# Dataset 10k

In [1]:
import pandas as pd
import time

In [67]:
# Filter Country = "USA"

start = time.time()

# read cleared data 
companiesmarketcap = pd.read_csv('Datasets/10k/companiesmarketcap_cleaned.csv')

companiesmarketcap = companiesmarketcap[companiesmarketcap.Country == "USA"]

companiesmarketcap.to_csv('Datasets/10k/companiesmarketcap_temp.csv', index=False)

end = time.time() 

print("Delta time: ", end - start)

Delta time:  0.021672487258911133


In [52]:
# Filter Stock Price > 20
start = time.time()

# read cleared data 
companiesmarketcap = pd.read_csv('Datasets/10k/companiesmarketcap_cleaned.csv')

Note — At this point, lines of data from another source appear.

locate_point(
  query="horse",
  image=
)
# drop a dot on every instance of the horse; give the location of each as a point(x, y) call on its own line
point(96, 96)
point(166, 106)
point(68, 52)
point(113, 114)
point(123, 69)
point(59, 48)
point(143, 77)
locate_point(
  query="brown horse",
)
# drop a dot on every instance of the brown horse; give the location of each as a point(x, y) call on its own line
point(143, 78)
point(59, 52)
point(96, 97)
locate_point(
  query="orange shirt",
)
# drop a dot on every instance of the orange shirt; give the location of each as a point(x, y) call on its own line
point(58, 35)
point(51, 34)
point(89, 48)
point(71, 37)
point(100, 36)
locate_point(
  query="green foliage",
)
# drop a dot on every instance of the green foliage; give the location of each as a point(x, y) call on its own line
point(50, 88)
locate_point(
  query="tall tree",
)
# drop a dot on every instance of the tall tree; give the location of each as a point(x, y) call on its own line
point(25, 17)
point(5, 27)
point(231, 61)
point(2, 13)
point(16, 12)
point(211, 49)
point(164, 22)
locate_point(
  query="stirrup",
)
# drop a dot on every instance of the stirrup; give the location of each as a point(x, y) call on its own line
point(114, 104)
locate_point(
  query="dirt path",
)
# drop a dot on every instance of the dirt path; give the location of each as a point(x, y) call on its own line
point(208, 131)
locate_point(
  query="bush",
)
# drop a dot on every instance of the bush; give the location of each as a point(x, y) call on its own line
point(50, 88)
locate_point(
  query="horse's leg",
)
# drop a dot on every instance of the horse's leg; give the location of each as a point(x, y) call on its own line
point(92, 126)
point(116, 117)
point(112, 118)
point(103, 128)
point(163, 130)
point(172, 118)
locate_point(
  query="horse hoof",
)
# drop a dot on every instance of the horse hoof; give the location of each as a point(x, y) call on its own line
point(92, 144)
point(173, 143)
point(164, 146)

companiesmarketcap = companiesmarketcap[companiesmarketcap["Stock Price"]  > 20]

companiesmarketcap.to_csv('Datasets/10k/companiesmarketcap_temp.csv', index=False)

end = time.time() 

print("Delta time: ", end - start)

Delta time:  0.025514602661132812


In [108]:
# Sort by stock price ascending
start = time.time()

# read cleared data 
companiesmarketcap = pd.read_csv('Datasets/10k/companiesmarketcap_cleaned.csv')
companiesmarketcap = companiesmarketcap.sort_values(by=['Stock Price'], ascending=True)

companiesmarketcap.to_csv('Datasets/10k/companiesmarketcap_temp_sorted.csv', index=False)

end = time.time() 

print("Delta time: ", end - start)

Delta time:  0.04280281066894531


In [79]:
# Union with sorted dataset
start = time.time()

# read cleared data 
companiesmarketcap = pd.read_csv('Datasets/10k/companiesmarketcap_cleaned.csv')
companiesmarketcap_temp_sorted = pd.read_csv('Datasets/10k/companiesmarketcap_temp_sorted.csv')

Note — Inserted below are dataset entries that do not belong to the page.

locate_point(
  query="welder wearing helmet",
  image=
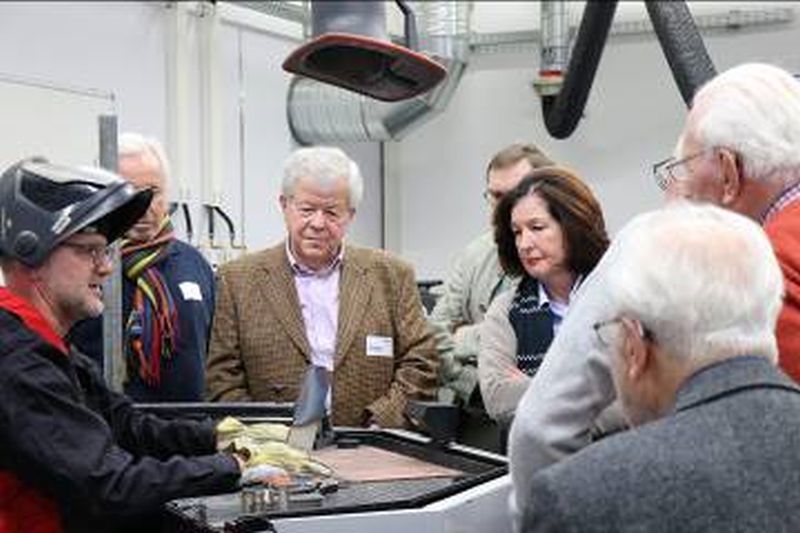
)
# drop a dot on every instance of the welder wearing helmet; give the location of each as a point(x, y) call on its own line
point(74, 455)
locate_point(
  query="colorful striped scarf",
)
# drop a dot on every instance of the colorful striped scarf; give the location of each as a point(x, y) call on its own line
point(151, 329)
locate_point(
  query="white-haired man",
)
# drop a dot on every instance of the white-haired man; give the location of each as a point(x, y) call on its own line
point(168, 292)
point(693, 362)
point(313, 300)
point(738, 149)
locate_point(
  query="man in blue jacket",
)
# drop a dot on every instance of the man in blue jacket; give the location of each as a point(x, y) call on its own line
point(168, 293)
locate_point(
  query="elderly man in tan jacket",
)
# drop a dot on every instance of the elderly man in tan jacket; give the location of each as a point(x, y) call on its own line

companiesmarketcap = pd.concat([companiesmarketcap, companiesmarketcap_temp_sorted])

companiesmarketcap.to_csv('Datasets/10k/companiesmarketcap_temp.csv', index=False)

end = time.time() 

print("Delta time: ", end - start)

Delta time:  0.05363726615905762


In [112]:
# calculate Marketcap +-/* Stock Price

start = time.time()

companiesmarketcap = pd.read_csv('Datasets/10k/companiesmarketcap_cleaned.csv')
companiesmarketcap['Calculation1'] = companiesmarketcap['Marketcap'] + companiesmarketcap['Stock Price']
companiesmarketcap['Calculation2'] = companiesmarketcap['Marketcap'] - companiesmarketcap['Stock Price']
companiesmarketcap['Calculation3'] = companiesmarketcap['Marketcap'] * companiesmarketcap['Stock Price']
companiesmarketcap['Calculation4'] = companiesmarketcap['Marketcap'] / companiesmarketcap['Stock Price']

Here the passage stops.